A 'D2 – Dense-storage Instance' with local SSDs seems well suited to this kind of workload but this example demonstrates the use of a more cost effective option and works well with any 'General purpose' instance type.
Download the user data shell script. This is the core of how this all works together, so it's worth stepping through the inlined comments. The script assumes a Linux image with the AWS cli tools already installed.
Create an auto-scaling launch configuration called 'event-servers-launch-config'. The key points during the definition are:
- Select the previously created 'event-servers-role' as the associated IAM
- For certain AMIs, checking 'EBS-optimized instance' to maximise the EBS I/O, doesn't add to the hourly cost of the instance.
- Paste all of the user data script in the 'User data' ('As Text') section under 'Advanced Details'
- Associate three Elastic Block Store (EBS) volumes (of type General Purpose SSD) of a size appropriate for your data volumes. The user data script formats and mounts these volumes at the appropriate points for use by the Kafka and ZK directories shown above. The user data script expects the device names /dev/sdb, /dev/sdc and /dev/sdd. Amazon Linux will retain these names if you select them while associating the storage but other Linux flavours may change the names. Any problems, you can ssh into an instance and use lsblk to see which names were assigned.
- Select the 'event-servers-sg' security group as the pre defined security group
Now create an actual auto-scaling group based on 'event-servers-launch-config' with an initial group size of 3. As previously discussed, use the target VPC which has subnets in the required AZs (eu-west-1a, eu-west-1b and eu-west-1c) and select those three subnets.

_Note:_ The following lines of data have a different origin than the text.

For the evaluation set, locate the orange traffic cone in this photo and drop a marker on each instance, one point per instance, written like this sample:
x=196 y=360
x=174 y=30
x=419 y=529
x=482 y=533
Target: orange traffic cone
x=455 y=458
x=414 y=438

Select the 'Keep this group at its initial size' option and for an instance count of 3, set the 'Min' count to 2 and 'Max' count to 4.
When you create your group, three EC2 instances should come up and you can verify that each has dual network interfaces; eth0 (the default) and eth1 (the ENI assigned by the 'User Data'). Any problems, ssh into the VPC's bastion host and from there, ssh into the problematic EC2 instance. Have a look in /var/log/cloud-init-output.log to examine start-up errors.

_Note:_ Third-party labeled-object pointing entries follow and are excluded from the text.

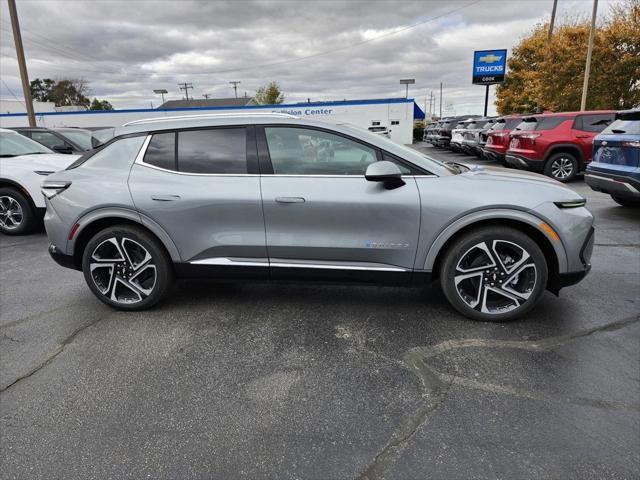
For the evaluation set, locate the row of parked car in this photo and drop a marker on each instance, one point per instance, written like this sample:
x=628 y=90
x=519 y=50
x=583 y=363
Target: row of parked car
x=561 y=145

Once the AWS environment and the user data config are all working together as expected, the final step is to review the logs across the 3 nodes, and/or in the case of ZK, ssh in to VPC and execute the following to get the server to report on its status:
echo srvr | nc 10.0.0.21 2181 (for all three IP addresses)
The final step is to create some Kafka topics and start pumping data through!
Summary
Firstly, if you're running a reliable event streaming infrastructure in an AWS hosted environment, why not simply use Kinesis and take the hosted option? Kinesis is architecturally very similar to Kafka and will feel very familiar to anyone with experience of Kafka so it's a perfectly viable alternative.
However, for the use case under which I developed this approach, two factors promoted Kafka.
- While working locally, it's very easy to run ZK and Kafka in a VirtualBox instance or a Docker container and this complete, packaged infrastructure can then easily be shared with a team. There is no official version of Kinesis which runs locally.
- I write Scala applications which consume the Kafka messages using Akka streams and Reactive Kafka provides an elegant integration with native Kafka from this programming environment.
The combination of these factors meant that it was worth the extra effort to run Kafka in AWS.
AWS recently added the option to enable host networking in the Elastic Container Service (ECS) deployments and this opens up the possibility of creating a reliable infrastructure using Dockerised Kafka and ZK rather than using a 'native' auto-scaling group. This option wasn't available a few months ago and having had good experiences with ECS, it's one that I might explore at some stage in the future.